The precursory drought conditions of 2019 and 2020 showed normal TEMP, with all records within the 0.95 RFD and some months falling inside the 0.5 RFD (Figures 3B’,B’’), while PP was rather low in 2019 with only June showing a high value of about 100 mm (Figures 3A’,A’’). This was the only rainy month of 2019 and 2020 prior to the fire and monthly PP was practically null from July 2019 onwards. Despite this fact, PP records did not underpassed the 0.95 RFD. Contrastly, the months previous to the fire event (starting in august 2019, in the middle of the winter and 9 months before the fire event) showed RH% lower than the 0.95 RFD which can be considered as an extreme dry condition (Figures 3C’,C’’). Concomitant to the low PP and HR, the condition of the vegetation at the ground level was also extremely low, with FDFM values reaching 12% and also falling outside the 0.95 RFD (Figures 3D’,D’’). Finally, at the canopy level and as early as November 2019 (6 months before the fire), green foliage also reached extremely low values, i.e., below the 0.95 RFD (Figures 3E’,E’’).
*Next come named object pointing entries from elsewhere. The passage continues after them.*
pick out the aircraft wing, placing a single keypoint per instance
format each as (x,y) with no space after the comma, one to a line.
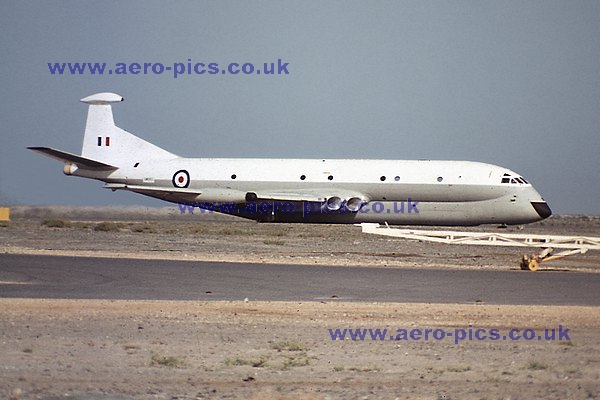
(181,194)
(208,195)
(81,162)
(308,195)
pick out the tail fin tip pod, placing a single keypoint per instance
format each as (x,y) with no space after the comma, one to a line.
(102,98)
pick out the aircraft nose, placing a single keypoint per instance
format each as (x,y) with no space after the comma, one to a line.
(542,208)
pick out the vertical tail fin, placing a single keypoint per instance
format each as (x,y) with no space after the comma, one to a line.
(104,141)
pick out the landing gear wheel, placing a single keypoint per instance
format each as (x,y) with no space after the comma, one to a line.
(529,264)
(533,265)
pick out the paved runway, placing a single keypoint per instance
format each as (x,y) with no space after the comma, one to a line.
(100,278)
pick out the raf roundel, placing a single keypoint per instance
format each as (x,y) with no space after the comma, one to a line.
(181,179)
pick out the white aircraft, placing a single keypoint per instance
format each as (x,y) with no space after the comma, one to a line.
(418,192)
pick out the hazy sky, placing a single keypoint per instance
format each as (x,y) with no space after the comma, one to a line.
(513,83)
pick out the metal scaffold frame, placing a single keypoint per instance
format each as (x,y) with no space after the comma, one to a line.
(571,244)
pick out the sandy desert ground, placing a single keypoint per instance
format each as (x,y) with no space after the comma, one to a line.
(93,349)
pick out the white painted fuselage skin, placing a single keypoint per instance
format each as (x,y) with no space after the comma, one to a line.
(403,192)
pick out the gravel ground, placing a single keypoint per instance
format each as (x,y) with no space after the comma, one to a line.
(92,349)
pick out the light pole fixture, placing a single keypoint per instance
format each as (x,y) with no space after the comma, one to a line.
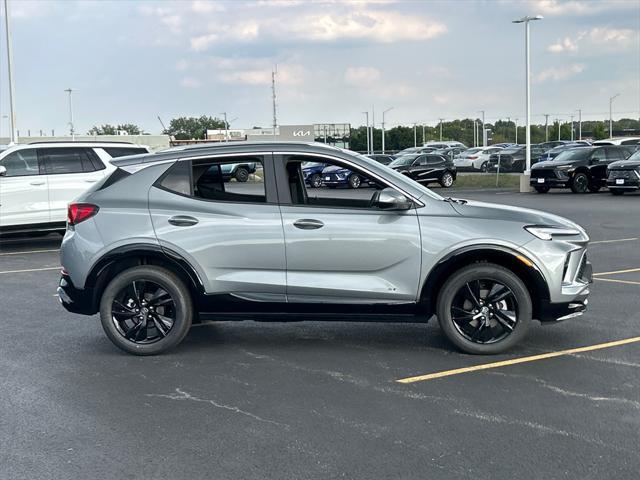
(524,183)
(610,115)
(383,114)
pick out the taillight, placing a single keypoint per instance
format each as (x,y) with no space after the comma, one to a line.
(79,212)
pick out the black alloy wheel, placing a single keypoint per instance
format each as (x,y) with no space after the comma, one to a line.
(143,312)
(579,183)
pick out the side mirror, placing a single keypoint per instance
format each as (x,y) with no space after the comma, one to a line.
(390,199)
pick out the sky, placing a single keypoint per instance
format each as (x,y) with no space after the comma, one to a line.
(131,61)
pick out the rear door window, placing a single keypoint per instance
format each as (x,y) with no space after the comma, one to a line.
(21,163)
(69,160)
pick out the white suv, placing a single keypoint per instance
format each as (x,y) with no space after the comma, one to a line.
(38,180)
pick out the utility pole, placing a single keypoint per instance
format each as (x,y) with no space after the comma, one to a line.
(579,124)
(12,107)
(383,114)
(610,114)
(546,127)
(274,71)
(71,129)
(368,142)
(572,128)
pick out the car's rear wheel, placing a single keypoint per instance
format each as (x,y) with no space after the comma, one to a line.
(446,180)
(579,183)
(484,309)
(146,310)
(355,181)
(315,181)
(242,174)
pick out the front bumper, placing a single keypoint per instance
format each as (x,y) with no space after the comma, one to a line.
(75,300)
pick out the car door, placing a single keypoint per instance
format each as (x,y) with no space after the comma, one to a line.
(24,198)
(340,249)
(229,231)
(69,171)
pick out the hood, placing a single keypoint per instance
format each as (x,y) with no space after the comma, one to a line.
(625,164)
(526,216)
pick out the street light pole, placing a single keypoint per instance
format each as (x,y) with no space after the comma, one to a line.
(72,131)
(368,143)
(524,182)
(610,115)
(383,114)
(12,108)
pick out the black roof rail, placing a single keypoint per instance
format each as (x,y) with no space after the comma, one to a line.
(79,141)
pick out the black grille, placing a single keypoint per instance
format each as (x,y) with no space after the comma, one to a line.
(543,174)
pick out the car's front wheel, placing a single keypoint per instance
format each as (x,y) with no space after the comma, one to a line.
(484,309)
(146,310)
(446,180)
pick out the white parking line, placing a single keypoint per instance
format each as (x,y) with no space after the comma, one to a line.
(633,239)
(28,252)
(30,270)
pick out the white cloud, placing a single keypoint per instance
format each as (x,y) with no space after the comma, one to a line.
(190,82)
(598,38)
(559,73)
(361,76)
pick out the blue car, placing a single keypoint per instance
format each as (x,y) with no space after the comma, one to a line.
(312,172)
(335,176)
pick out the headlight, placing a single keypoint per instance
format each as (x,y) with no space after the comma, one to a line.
(547,233)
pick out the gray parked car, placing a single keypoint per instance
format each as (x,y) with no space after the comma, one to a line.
(164,241)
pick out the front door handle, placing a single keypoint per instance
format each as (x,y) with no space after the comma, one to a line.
(308,224)
(183,221)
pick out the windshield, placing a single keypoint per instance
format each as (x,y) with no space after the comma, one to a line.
(403,160)
(573,154)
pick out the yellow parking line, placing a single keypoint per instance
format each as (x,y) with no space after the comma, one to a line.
(515,361)
(615,272)
(30,270)
(28,252)
(629,282)
(615,241)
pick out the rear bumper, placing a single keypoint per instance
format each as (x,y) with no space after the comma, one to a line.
(75,300)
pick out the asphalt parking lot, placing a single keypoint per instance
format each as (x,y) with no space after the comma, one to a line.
(322,400)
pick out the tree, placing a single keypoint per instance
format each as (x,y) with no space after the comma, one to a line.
(108,129)
(187,128)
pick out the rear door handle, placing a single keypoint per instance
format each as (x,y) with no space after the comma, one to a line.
(308,224)
(183,221)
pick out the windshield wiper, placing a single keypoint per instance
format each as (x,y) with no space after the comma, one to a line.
(455,200)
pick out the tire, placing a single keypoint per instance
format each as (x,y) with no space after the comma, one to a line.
(316,180)
(579,183)
(517,304)
(446,179)
(118,313)
(355,181)
(242,174)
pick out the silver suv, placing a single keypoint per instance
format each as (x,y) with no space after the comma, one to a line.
(167,240)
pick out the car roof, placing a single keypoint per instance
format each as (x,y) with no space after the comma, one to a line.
(220,148)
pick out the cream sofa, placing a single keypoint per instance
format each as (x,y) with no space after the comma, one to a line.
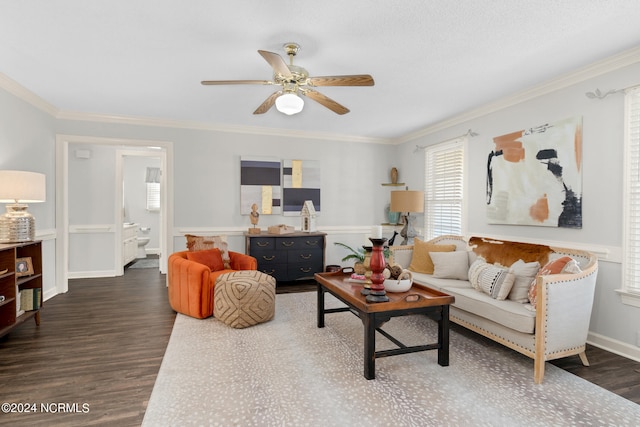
(555,328)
It is remarkable the extremely dry condition of the vegetation foliage, which underpassed the 95% RFD by far in December 2019, almost the same distance in EVI (about 0.04 EVI) than from the 0.95 RFD to the center of the RFD (i.e., 0.45 of the distribution).

Besides EVI, all climate and vegetation condition gridded products are of relatively low spatial resolution, ranging from 0.05° to 0.25°, and therefore only a single time series can be retrieved for our study area. Only 250 m × 250 m MODIS EVI gridded data provides us with the opportunity to spatially assess the water condition of the vegetation canopy in terms of available “green” or photosynthetically active biomass. Figure 4 shows the EVI anomaly maps and the RDF maps for three specific months: 1 year before the fire (April 2019), a month before the fire (April 2020) and a month after the fire (June 2020). To support the interpretation of these maps, readers should consider that the EVI anomaly maps show, on the one hand, the spatial distribution of the intensity of the drought (“green” biomass that dried out and turned “brown”), and the RDF maps, on the other hand, show how unusual or extreme these anomalies are. Readers have also to consider that the 0.95 RDF is centered around the most frequent value (dark-red line), which means that the remaining 0.05 is distributed among the 2.5% of extremely high values and the 2.5% of extremely low values. This way pixels with negative EVI anomalies and RDF > 0.95 in Figure 4 correspond to the 2.5% of the most extremely low values according to 19 years of EVI records. The impact of the increasing drought of 2019 on the vegetation can be visually observed by comparing the EVI anomaly maps of april 2019 and 2020. By april 2020 about 37% of the study area showed low values of green biomass with RDF between 0.75 and 0.95 and about 42% of the study area reached extremely low values of green biomass with RDF > 0.95 (Figures 4B’,B’’). After the fire, the area with RDF > 0.95 increased dramatically, reaching 88% of the study area, showing high EVI anomaly intensities for the entire study site (Figures 4C’,C’’).

FIGURE 4

FIGURE 4. Spatial distribution of EVI anomalies (A–C) and their position within the reference frequency distribution (RFD) (A’–C’) based on the 2000–2018 historical records for three moments in time: 1 year before the fire (April 2019, left panels), a month before the fire (April 2020, center panels) and a month after the fire (June 2020, right panels). Dark blue areas show areas where EVI anomalies were extreme, being outside the 0.95 of the historical RFD records (2000–2018).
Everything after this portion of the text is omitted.